Open Source®™© fun!
Or not, as the case may be. Bitmover has (as anyone who's more in touch with the linux kernel mailing lists than I am) decided to stop shipping their free(ish) version of bitkeeper, because someone who worked at the same company as a certain linux kernel developer decided to reverse-engineer the bkd wire format. I'm sure this is annoying for the linux core team, but I'm selfish; it's an absolute disaster for me, because I use bitkeeper all over the place at home and at work, and don't want to convert to some horrid client-server source code control system.
And it's not as if I can go out and write a bk clone of my very own, because I used to work for bitmover and Larry would probably sue me into the ground if I wrote a clone of a product that he's given me copies of the sources for. (And, for that matter, I don't want to write a source code control system of my own. There's a lot of infrastructure that needs to be written before the thing would be useful for anything more robust than file mulching.)
Perhaps it's time to look into monotone (which, from a brief examination, suffers from the too-long-name syndrome.

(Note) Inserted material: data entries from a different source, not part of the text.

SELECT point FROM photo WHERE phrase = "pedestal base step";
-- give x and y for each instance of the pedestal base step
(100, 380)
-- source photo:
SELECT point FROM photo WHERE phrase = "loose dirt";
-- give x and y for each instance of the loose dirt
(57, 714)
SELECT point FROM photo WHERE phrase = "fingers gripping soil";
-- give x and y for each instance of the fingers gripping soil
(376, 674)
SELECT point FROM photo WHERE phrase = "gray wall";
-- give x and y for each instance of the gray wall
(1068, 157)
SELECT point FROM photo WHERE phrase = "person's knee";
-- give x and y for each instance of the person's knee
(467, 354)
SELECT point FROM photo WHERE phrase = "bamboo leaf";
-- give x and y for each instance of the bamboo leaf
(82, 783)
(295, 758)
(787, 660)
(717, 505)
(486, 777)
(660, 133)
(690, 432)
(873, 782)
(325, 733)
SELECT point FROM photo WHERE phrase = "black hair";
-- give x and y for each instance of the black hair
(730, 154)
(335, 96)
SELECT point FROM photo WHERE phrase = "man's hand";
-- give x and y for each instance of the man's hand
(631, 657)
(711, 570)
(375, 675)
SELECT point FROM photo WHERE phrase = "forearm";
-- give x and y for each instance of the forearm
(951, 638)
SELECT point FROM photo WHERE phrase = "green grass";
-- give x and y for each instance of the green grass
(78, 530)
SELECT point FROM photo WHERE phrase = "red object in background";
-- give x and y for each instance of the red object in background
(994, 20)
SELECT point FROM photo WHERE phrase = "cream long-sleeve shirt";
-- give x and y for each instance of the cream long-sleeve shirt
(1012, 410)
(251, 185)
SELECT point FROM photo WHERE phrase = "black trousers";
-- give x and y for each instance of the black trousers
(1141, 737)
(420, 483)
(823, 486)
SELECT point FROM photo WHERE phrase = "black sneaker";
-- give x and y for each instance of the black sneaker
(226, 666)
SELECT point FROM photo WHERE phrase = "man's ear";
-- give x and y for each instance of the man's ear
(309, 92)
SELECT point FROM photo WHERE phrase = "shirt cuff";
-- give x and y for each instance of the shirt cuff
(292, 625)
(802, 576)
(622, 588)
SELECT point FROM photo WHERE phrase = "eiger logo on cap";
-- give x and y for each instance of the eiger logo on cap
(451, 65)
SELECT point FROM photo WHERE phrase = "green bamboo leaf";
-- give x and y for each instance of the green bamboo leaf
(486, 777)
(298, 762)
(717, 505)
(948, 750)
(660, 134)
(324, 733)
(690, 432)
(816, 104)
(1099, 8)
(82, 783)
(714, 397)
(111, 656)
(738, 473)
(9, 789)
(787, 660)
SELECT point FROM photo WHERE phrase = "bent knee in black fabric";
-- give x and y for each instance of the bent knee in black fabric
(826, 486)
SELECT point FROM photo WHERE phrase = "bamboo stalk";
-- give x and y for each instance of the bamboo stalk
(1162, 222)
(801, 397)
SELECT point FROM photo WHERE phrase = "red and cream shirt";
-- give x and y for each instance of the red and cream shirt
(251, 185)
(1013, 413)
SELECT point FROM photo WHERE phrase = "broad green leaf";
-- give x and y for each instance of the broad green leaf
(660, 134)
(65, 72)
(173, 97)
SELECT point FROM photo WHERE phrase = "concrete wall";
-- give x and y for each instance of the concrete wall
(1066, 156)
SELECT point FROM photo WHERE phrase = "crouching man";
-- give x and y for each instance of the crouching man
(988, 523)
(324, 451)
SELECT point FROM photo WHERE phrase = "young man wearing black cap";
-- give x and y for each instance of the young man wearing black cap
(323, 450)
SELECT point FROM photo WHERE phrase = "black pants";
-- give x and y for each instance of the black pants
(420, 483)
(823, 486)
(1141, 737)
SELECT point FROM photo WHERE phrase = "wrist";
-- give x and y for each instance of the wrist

Bitkeeper, and Clearcase, and every other source code control system I've used in the recent past has the useful command syntax of ``name command [args]'', and having to type something like ``monotone command [args]'' over and over and over and over and over again would pretty rapidly drive me to clearcase-style levels of screaming abuse at the version control system. (nope; monotone won't work, because it's written in C++ and it requires g-fucking-cc version 3.2, which means I won't be able to build it on mastodon, and if the version control system won't work on my systems, I won't use it.)
I've obviously forgotten the BOFH's mantra (All hardware sucks, all software sucks) and will have to pay my penance one way or another.